One candidate for 'best' brutal rogue, out of the MM:  Bugbear.  Racial bonus to STR & DEX, plus /all/ thier racial abilities dovetail nicely with the brutal rogue.  


Dragonborn have high STR & DEX, both secondaries for the Rogue, so they're potentiall good rogues.  A 'balanced' rogue isn't exactly awe-inspiring, but a Brutal Rogue with a good CHA as well as STR and Sly Flurish with a sneak attack does about as much damage as you could hope for.  

Halflings are ideal Artful Dodgers, of course.

Elves make good, perceptive rogues - but better rangers.

Eladrin rogues suffer from a redundant INT bonus.  It's nice not being a dumb rogue, I guess, but you really get just about nothing for it - stat-wise, you might as well be human.

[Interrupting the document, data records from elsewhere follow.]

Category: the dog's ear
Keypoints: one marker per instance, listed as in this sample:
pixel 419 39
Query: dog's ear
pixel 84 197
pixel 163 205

Tiefling Rogues make good Artful Dodgers, with thier racial bonuses to CHA, stealth & bluff (and attack bonuses, which are always handy for a striker), but INT is still redundant.


----------



## Victim

I like Elf; I'm more fond of brutal rogues than Artful ones.  You get Dex to boost your primary stat.  Since you don't need CHA much as an brutal rogue, going with Wis to make use of the racial bonus has its advantages even for a rogue.  Higher WIS -> perception (with a racial bonus too) will lead to a character better at dealing with traps, secret doors and ambushes.  Improved speed and ability to shift makes it easier to flank without inviting OA.  And since rogues tend to make few, but highly damaging, attacks, elven accuracy is pure gold - a ranger tends to spread out its damage between several attack rolls, making the power somewhat less effective.

For the Artful Dodger, both Halfling or Drow make an excellent choice.

As usual, Humans are up there, especially since rogues have good at wills.


----------



## Gruns

The corect answer is of course Dwarf.
Dwarf > all


----------



## jaelis

unan oranis said:


> throwing a minor action breath weapon thats got a very high chance of hitting *someone* on a turn you missed using your backstab damage is really great...  happens almost every encounter in my group.



Since you can't get sneak attack damage on your breath weapon, what makes this particularly useful?


----------



## On Puget Sound

> I cant quite get used to the concept of a Brutal Scoundrel Halfling pushing people about and knocing them down, do they have any penalties for their small size.
> 
> ie. I cant imagine a halfling knocking a Titan on its back




There are ways to manipulate larger opponents that don't rely on muscling them around.  My halfling rogue likes to duck under his big foe's reach and jab at various tender parts that are about eye level to a halfling, causing the enemy to scamper away in momentary panic.  Or sometimes he'll whack the point of the enemy's elbow (the "funnybone" spot) with his dagger hilt, sending a shock of pain that causes the target to reel back uncontrollably.  Or advance with such casual confidence that his foe takes a few steps back to reassess the combat.  All 3 of these are "positioning strike" or a similar power.


----------